I don't understand this line. Can you give me an example, please?

Thanks a lot!

On a side note: I feel that the Rust book doesn't do justice to the intricacies of the borrowing and permissions mechanism in Rust. Could someone suggest a source which could help me understand it in terms of hard RULES, actual implementations and nuance with many more examples?

An arbitrary name for a generic lifetime, not a keyword at all.

It can, although the box would have to be leaked, otherwise reference to it will not live as long as required - it won't outlive the function body, even.

'a, 'b, 'c, 'this are arbitrary names for a lifetime, marked as '. Lifetimes are always associated with references. See link at the bottom.

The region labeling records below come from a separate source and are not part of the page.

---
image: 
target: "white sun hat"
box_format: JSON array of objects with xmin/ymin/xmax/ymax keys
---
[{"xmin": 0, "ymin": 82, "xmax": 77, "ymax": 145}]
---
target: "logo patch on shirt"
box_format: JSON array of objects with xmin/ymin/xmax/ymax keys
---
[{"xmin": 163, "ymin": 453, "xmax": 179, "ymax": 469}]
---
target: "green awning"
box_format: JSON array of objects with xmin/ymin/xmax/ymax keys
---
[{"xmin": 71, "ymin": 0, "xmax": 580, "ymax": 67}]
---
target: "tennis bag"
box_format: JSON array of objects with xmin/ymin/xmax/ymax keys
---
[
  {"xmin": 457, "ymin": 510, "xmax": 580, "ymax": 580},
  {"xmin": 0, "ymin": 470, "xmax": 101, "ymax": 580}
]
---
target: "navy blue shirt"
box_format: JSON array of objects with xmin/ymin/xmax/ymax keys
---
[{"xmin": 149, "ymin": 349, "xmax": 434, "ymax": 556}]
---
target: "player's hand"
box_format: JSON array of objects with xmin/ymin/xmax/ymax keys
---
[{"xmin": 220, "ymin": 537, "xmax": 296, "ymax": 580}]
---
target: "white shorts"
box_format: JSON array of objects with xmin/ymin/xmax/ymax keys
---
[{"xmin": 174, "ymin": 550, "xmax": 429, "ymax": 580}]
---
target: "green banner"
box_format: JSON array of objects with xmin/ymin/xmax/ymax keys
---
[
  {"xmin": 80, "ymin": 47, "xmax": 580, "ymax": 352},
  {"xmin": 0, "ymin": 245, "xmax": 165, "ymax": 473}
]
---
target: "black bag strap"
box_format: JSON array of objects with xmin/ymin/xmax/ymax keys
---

The name this was given to help, but may confuse you if you are not used to lifetimes yet.

Many of the questions you will answer yourself if you read the book further than Chapter 4. Some will need other resources, but I would not rush it. Yes, the questions you read are Ch 4, but the paragraph still applies.

For example, there is one on lifetimes where lifetime elision rules are described. I linked the book but you can use the Brown one as well.

So, what does the given signature mean exactly?

Yeah, that's what I meant, returning a reference to a completely new heap location which outlives the function body.